Our decisions in this area have been animated in part by the recognition that because it is settled that capital punishment is constitutional, “[i]t necessarily follows that there must be a [constitutional] means of carrying it out.” Id., at 47. And because some risk of pain is inherent in any method of execution, we have held that the Constitution does not require the avoidance of all risk of pain. Ibid. After all, while most humans wish to die a painless death, many do not have that good fortune. Holding that the Eighth Amendment demands the elimination of essentially all risk of pain would effectively outlaw the death penalty altogether.
From Breyer’s dissent:
The relevant legal standard is the standard set forth in the Eighth Amendment.

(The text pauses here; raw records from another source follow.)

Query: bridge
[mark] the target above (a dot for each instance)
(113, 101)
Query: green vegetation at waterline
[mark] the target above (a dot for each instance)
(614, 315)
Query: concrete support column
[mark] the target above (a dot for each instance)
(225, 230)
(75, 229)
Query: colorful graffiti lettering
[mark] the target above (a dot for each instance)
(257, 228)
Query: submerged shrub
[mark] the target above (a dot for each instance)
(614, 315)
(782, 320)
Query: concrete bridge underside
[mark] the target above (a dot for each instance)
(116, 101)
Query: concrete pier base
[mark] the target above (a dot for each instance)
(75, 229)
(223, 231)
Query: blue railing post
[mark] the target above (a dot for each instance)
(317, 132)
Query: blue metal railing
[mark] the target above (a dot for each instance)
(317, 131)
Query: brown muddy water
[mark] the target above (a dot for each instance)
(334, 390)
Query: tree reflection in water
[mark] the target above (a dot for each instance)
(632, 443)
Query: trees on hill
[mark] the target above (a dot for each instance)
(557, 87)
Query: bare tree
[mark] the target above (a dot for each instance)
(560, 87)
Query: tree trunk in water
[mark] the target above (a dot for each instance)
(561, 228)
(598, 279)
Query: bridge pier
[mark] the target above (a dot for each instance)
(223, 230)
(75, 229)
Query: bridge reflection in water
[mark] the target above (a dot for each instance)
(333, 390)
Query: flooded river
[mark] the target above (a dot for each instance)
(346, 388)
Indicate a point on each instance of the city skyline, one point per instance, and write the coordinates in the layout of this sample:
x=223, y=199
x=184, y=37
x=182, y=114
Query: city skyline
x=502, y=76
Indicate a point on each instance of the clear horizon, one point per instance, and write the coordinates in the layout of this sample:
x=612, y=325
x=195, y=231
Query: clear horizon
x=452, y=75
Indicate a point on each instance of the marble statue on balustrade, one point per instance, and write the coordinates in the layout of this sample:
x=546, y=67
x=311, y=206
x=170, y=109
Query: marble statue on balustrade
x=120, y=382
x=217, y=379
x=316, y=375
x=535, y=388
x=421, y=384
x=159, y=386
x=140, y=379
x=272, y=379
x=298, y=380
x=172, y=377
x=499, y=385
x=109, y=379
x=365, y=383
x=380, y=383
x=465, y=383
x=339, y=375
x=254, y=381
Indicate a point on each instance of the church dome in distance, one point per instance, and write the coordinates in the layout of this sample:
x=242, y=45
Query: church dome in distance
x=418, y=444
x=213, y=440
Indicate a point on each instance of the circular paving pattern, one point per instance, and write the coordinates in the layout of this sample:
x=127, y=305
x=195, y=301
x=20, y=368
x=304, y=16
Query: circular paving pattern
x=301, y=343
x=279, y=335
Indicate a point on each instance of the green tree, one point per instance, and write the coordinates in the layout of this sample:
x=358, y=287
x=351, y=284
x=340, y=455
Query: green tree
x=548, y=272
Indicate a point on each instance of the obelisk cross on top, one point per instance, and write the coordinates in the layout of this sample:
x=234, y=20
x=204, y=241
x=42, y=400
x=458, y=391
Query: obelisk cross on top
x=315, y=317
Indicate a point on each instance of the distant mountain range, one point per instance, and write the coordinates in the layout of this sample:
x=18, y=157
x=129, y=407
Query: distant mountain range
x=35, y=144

The Constitution there forbids the “inflict[ion]” of “cruel and unusual punishments.” Amdt. 8. The Court has recognized that a “claim that punishment is excessive is judged not by the standards that prevailed in 1685 when Lord Jeffreys presided over the ‘Bloody Assizes’ or when the Bill of Rights was adopted, but rather by those that currently prevail.” Atkins v. Virginia, 536 U. S. 304, 311 (2002). Indeed, the Constitu­tion prohibits various gruesome punishments that were common in Blackstone’s day. See 4 W. Blackstone, Com­mentaries on the Laws of England 369–370 (1769) (listing mutilation and dismembering, among other punishments).
Notice the conflicting arguments:
  • Scalia: It is constitutional, therefore there must be a constitutional means of execution.
  • Breyer: If there is no constitutional means, then it is unconstitutional.
Need I say that I find Breyer’s the more compelling argument? Regardless, if Scalia had not assumed his answer, he might have argued “If it is constitutional, then there must be a constitutional means.” But that would not differ in logic from Breyer’s argument.

I am not prepared to argue that the government is barred from exerting any inferred power which may come into conflict with any part of the Constitution. There are always questions of power and rights, but I find Scalia’s argument very strange.